No one wants to fall at the Olympics.
But sometimes it’s not a medal, but the way you respond to adversity that can help make you an Olympic icon.
Enter Topsfield’s Abbey D’Agostino, a 24-year-old runner who is being celebrated around the world for her sportsmanship after a tumble during the 5,000-meter race this morning.
— NBC Olympics (@NBCOlympics) August 16, 2016
Here’s what happened: Another runner, Nikki Hamblin from New Zealand, tripped and fell as a swarm competitors jostled for positions. D’Agostino couldn’t get out of the way, so she went down, too. But instead of cursing Hamblin for knocking her over, or trying to move along and get back in the race, D’Agostino helped her co-competitor up off the ground and encouraged her to keep going.
“Get up, get up! We have to finish!” D’Agostino said, according to ESPN. “This is the Olympic Games. We have to finish this.'”

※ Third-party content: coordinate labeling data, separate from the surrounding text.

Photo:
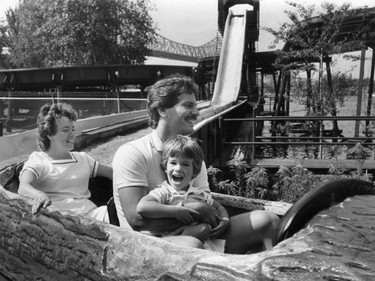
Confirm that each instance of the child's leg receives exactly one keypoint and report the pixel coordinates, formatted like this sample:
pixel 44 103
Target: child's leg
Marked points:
pixel 201 231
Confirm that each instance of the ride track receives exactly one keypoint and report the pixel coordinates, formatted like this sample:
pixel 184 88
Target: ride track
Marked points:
pixel 54 245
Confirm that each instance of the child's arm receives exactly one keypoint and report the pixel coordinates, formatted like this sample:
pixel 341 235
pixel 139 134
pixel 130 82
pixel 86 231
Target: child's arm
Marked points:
pixel 149 207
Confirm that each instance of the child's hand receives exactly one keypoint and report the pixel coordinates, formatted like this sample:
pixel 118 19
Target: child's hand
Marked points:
pixel 223 224
pixel 185 215
pixel 40 200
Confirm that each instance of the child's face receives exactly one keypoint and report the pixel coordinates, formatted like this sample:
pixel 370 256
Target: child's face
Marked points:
pixel 179 172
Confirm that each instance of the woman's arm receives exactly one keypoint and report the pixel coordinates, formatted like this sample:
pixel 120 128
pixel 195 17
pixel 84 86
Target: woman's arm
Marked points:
pixel 28 190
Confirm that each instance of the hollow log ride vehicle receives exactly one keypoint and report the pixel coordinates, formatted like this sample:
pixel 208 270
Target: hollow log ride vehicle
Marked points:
pixel 311 240
pixel 56 245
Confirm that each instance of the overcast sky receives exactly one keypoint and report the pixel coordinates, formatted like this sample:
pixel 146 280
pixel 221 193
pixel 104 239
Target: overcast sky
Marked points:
pixel 194 22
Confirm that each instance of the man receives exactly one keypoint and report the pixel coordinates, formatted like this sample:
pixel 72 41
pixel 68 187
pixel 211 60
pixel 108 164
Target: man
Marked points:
pixel 136 166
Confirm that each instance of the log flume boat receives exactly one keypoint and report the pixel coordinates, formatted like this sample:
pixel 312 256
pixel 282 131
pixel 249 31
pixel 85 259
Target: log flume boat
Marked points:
pixel 56 245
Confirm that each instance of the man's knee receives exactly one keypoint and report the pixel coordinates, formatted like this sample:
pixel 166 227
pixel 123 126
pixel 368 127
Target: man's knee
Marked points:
pixel 264 222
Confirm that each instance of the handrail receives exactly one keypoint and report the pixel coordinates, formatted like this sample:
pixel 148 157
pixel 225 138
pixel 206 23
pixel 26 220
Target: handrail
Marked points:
pixel 297 136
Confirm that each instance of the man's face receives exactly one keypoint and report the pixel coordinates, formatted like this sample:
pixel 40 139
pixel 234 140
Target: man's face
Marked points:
pixel 182 117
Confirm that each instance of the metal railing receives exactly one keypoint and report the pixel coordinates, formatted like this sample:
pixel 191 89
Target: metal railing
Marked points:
pixel 292 136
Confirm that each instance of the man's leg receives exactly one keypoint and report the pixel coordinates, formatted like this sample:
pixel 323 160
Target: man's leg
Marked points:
pixel 251 231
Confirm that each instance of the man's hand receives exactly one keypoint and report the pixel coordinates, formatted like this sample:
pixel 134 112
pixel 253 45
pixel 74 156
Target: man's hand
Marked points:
pixel 206 213
pixel 185 215
pixel 40 200
pixel 220 228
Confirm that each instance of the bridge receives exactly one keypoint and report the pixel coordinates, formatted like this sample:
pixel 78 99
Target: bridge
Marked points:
pixel 166 48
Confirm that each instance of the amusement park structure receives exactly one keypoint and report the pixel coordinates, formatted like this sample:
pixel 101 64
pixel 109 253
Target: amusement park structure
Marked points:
pixel 57 245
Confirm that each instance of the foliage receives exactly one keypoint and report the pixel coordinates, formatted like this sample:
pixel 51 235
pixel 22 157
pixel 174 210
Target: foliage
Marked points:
pixel 312 36
pixel 249 184
pixel 341 86
pixel 45 33
pixel 287 184
pixel 293 184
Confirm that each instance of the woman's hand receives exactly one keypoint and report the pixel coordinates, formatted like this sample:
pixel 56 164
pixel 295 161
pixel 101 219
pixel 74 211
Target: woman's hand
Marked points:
pixel 40 200
pixel 223 224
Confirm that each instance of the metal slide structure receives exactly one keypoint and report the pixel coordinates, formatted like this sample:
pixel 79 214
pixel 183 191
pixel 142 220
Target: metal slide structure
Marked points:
pixel 228 80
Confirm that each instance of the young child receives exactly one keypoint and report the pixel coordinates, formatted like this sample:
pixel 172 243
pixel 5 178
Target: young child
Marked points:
pixel 182 159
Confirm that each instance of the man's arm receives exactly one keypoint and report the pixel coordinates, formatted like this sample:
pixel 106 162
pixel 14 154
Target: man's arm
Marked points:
pixel 150 207
pixel 129 198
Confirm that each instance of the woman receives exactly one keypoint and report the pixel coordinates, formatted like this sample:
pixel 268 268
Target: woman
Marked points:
pixel 55 175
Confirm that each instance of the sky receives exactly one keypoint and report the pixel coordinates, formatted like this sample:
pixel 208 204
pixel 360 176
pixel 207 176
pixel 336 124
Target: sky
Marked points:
pixel 194 22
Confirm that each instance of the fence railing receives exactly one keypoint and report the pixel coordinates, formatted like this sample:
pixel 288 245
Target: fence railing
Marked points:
pixel 311 133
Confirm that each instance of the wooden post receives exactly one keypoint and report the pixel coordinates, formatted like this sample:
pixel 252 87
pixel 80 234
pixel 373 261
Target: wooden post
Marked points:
pixel 371 88
pixel 360 85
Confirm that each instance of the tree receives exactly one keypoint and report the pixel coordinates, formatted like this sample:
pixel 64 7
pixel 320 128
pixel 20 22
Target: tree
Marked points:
pixel 45 33
pixel 312 37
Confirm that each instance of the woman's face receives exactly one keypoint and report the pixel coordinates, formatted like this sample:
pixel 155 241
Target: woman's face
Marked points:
pixel 179 172
pixel 65 134
pixel 182 117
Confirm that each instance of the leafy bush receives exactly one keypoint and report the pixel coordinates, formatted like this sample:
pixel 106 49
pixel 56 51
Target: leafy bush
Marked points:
pixel 287 184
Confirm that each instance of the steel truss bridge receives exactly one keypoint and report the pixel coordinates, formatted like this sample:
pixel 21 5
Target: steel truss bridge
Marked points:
pixel 166 48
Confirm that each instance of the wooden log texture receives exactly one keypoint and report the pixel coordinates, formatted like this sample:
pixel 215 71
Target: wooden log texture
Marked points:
pixel 55 245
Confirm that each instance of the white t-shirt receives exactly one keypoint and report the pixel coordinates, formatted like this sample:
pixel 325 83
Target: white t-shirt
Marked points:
pixel 137 164
pixel 63 180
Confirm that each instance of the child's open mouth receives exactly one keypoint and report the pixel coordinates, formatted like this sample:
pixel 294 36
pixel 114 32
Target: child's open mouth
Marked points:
pixel 177 178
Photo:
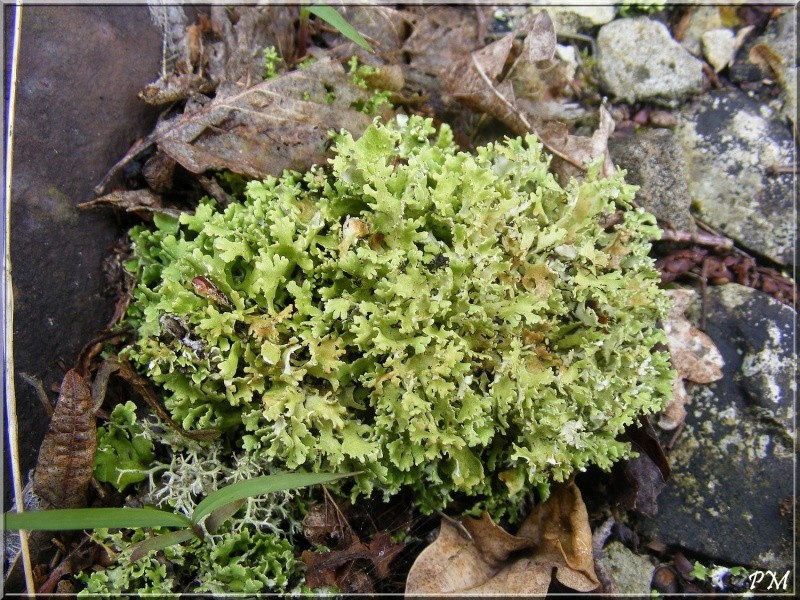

Both went on to run through their injuries and finish the race. Then they embraced.
“That girl was the Olympic spirit right there,” Hamblin told reporters after the race. “I am so impressed and inspired by that.”
D’Agostino, who finished last just behind Hamblin and was wheeled away in a wheelchair, won an appeal of the results of the race and will advance to the 5k finals.
Here is what Nikki Hamblin had to say about Abbey D’Agostino after their collision in today’s Olympic 5,000m heat. pic.twitter.com/HxTFsKkcZy
— Jonathan Gault (@jgault13) August 16, 2016
Earlier this month, after she qualified to compete in the Olympics, D’Agostino told the Salem News what it meant to her to be part of the Games.
“I’m very excited to be going to Rio,” she said. “It’s such a huge privilege to have a spot on the Olympic team. Everybody knows about the Olympics, and it means so much to me to be an athletic ambassador to the world and a role model.”